Prior to this incident, two students at the campus committed suicide in December, one who majored in history at the School of Cultural Science and another who studied at the School of Fisheries and Oceanography. The two earlier victims died a week apart from each other.
According to faculty members and the victims’ families, neither had academic difficulties before taking their own lives.
Dyta Nabilah Widyaningsih, a student at the university’s School of Journalism and Communications, said she was surprised to learn about the incident through a social media grapevine. The 19-year-old said she finds school assignments to be overwhelming at times, but there are lecturers who always help students.
“We can discuss our problems with our lecturers and the student association also has an advocacy division where we can deliver our complaints, after which they will conduct a hearing,” she said on Saturday.

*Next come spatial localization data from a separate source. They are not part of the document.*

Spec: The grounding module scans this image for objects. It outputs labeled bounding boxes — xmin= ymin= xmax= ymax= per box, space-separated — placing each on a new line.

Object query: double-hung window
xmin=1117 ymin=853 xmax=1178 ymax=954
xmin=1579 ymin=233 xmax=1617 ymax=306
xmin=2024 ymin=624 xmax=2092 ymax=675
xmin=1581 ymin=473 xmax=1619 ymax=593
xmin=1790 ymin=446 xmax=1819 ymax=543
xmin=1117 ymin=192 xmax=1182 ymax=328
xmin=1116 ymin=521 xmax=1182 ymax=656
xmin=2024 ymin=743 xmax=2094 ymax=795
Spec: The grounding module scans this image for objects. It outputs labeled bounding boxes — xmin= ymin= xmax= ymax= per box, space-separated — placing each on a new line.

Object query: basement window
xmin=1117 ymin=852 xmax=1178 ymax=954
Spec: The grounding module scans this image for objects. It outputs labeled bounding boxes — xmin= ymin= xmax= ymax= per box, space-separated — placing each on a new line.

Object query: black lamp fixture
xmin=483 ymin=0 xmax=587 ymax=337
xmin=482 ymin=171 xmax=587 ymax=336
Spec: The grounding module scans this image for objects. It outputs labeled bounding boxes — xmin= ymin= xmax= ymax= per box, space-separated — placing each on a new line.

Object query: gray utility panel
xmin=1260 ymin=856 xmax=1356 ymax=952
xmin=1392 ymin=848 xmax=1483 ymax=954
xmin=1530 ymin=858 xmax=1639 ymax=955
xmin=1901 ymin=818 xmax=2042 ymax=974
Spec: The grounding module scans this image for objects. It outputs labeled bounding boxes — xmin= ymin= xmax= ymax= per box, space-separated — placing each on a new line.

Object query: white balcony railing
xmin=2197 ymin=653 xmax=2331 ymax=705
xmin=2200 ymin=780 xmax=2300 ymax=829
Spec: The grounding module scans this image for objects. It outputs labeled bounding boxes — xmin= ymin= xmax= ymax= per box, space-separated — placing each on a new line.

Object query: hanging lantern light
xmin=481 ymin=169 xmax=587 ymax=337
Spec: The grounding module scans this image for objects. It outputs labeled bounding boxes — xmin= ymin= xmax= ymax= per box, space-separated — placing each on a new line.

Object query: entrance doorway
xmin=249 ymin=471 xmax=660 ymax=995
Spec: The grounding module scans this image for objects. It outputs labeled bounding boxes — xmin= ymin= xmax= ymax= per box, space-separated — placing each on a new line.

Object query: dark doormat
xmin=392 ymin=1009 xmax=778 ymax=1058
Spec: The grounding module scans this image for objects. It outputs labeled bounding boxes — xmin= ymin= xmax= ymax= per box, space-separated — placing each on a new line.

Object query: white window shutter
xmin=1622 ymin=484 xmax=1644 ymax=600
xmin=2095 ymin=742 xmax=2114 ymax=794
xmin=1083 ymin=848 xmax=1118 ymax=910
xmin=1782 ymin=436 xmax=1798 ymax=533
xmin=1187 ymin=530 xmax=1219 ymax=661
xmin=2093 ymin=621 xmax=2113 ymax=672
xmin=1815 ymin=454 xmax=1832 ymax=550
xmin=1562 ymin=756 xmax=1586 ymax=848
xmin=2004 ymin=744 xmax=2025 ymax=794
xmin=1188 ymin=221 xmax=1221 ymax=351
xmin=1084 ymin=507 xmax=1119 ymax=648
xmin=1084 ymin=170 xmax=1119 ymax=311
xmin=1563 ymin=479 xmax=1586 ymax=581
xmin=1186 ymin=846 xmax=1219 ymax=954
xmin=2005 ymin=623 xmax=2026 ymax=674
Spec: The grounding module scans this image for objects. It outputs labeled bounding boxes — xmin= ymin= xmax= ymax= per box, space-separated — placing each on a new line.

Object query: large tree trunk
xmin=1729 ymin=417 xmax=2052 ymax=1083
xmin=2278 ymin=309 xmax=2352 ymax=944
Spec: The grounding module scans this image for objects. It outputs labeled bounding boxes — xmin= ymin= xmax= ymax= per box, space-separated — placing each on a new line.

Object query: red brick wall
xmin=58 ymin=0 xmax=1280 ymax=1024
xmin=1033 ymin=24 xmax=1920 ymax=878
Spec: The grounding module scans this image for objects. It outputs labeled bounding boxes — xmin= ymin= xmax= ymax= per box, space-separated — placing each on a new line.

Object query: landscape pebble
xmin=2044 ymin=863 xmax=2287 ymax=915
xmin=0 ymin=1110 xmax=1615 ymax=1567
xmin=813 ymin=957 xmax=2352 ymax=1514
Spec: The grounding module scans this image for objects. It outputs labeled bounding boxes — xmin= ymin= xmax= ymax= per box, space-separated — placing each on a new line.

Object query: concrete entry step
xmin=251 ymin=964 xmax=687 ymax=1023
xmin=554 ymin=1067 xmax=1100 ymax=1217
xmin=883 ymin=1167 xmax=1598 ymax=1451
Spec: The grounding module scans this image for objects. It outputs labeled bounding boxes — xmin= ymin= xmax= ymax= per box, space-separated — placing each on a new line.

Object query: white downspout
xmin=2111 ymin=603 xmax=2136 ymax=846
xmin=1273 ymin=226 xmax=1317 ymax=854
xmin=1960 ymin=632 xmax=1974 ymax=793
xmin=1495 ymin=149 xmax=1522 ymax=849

Another student, Renata Maximillian, said she was aware the university offered counseling services, although she has not yet figured out how to access them.
“I know the college offers counseling services, but I have never gone there or used them,” she said.
Syauqy urged students to be more open to the university’s staff members about academic or personal problems. Students who have academic problems are strongly advised to talk to their academic advisors, deputy deans and other lecturers. Students who are troubled by personal issues are encouraged to use the university’s counseling services, which are run by the School of Psychology.